Pierre Lafleur, who was responsible for quality control and planning in the Health Department, testified that a letter sent to civil security coordinators of health-care facilities on Jan. 28, 2020, amounted to a "yellow" flag. Its message, he said, was effectively, "Something might happen, we have to get organized and here's what we expect you to do."

Lafleur told the inquest into deaths at long-term care homes led by coroner Géhane Kamel that the letter was nothing surprising, and its focus was not the care homes but health-care facilities in general.

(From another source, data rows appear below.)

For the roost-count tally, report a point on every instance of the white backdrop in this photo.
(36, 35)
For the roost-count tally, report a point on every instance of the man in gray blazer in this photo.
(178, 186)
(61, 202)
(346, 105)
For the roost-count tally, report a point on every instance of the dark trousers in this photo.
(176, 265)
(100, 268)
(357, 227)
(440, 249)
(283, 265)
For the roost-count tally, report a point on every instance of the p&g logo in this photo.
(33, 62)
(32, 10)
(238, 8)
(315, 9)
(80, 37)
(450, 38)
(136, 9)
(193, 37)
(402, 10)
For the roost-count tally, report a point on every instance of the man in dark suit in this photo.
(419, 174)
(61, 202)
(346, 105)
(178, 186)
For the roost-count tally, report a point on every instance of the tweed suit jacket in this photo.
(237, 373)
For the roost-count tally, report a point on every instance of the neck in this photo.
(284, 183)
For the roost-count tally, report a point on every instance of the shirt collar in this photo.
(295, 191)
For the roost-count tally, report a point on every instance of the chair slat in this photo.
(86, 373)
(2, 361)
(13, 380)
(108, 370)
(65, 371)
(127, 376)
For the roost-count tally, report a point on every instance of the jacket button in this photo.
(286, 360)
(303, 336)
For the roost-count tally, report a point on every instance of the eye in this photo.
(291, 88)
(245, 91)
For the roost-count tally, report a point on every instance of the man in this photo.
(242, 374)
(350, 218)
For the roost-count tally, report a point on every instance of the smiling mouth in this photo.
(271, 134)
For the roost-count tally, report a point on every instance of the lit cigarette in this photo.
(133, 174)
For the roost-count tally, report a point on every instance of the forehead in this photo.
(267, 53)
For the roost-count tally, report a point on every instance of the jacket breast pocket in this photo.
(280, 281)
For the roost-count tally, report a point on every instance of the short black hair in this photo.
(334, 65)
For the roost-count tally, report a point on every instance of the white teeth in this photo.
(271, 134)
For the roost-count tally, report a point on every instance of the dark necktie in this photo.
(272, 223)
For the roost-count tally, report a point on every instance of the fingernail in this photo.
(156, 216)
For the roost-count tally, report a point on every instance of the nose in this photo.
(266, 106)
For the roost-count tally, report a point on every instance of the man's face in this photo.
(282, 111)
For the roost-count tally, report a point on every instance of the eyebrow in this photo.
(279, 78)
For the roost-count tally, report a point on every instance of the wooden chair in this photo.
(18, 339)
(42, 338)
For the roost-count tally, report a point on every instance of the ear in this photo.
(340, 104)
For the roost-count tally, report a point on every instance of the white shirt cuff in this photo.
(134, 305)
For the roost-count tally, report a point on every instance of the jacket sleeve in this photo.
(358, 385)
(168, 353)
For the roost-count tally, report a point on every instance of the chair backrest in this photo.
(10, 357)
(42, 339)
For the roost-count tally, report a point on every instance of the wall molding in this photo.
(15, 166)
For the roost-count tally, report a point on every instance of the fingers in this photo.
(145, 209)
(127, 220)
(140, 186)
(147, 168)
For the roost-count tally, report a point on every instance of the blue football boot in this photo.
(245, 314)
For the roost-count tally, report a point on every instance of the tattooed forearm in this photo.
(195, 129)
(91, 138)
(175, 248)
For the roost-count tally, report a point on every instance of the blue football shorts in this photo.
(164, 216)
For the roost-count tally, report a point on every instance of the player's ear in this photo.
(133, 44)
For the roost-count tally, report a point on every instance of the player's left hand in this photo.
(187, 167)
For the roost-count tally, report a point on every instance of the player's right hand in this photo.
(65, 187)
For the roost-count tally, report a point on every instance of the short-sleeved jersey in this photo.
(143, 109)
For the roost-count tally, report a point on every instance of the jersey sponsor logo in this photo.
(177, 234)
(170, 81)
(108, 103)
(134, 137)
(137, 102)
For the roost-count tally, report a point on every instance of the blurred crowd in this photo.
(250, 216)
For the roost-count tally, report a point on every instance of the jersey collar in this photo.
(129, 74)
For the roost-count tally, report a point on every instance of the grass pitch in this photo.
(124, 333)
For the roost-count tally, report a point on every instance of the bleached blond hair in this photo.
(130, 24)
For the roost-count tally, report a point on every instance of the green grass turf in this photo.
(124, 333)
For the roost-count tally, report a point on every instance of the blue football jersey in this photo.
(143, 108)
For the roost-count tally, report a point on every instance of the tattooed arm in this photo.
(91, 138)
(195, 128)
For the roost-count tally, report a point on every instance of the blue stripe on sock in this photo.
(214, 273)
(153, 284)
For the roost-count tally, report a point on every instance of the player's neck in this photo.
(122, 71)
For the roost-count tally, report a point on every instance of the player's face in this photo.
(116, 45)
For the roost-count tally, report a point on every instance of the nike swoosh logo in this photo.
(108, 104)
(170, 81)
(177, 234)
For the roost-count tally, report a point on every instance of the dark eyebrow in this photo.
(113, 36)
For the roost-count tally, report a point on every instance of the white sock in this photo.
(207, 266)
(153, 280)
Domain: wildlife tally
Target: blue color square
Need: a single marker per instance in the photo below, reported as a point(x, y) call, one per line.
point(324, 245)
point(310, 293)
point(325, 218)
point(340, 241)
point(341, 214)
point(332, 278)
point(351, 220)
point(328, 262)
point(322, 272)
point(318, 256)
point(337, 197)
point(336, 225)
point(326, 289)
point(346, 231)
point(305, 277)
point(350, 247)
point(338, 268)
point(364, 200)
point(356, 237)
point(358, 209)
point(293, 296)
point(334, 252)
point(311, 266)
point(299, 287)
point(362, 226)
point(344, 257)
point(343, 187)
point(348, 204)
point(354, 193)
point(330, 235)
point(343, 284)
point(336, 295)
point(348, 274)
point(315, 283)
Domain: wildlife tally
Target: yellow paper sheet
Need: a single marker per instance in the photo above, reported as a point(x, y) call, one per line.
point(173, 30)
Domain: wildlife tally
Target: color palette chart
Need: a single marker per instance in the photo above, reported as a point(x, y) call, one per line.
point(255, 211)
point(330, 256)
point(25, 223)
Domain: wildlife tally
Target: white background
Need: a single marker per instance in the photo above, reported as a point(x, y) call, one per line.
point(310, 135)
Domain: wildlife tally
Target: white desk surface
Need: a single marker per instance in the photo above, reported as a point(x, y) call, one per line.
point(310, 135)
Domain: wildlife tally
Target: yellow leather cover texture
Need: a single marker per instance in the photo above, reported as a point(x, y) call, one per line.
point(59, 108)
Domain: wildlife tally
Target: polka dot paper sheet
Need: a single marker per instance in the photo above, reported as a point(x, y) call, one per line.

Testifying before the inquiry last fall, Danielle McCann, who was health minister in the early months of the pandemic, pointed to the January letter as evidence that her government acted early and took exceptional steps to protect long-term care homes, known as CHSLDs in Quebec. She said the homes, where almost 4,000 people died between March and June 2020, had not been neglected.

Kamel observed Monday that the letter sounded no alarm. "Basically, there is nothing in this letter that tells people: 'Be careful, this is your first red flag concerning CHSLDs," she noted. Lafleur said it was the public health director's role to raise a red flag during a pandemic. 

He also testified that it was only in mid-March 2020 that the specific question of the pandemic hitting long-term care homes was brought before a key committee on which the minister and health authority representatives sat.

"I remain worried .... I'm not hearing anyone really tell me what is happening between January and March, and I'm in the home stretch (of the inquest)," Kamel said.

Earlier, Kamel had announced that the much-anticipated testimony of Seniors Minister Marguerite Blais would be delayed until Friday because of a lack of space in the courthouse in Trois-Rivières, where this stage of the hearings is taking place. Kamel is scheduled to hear final observations from Jan. 17 to Jan. 21.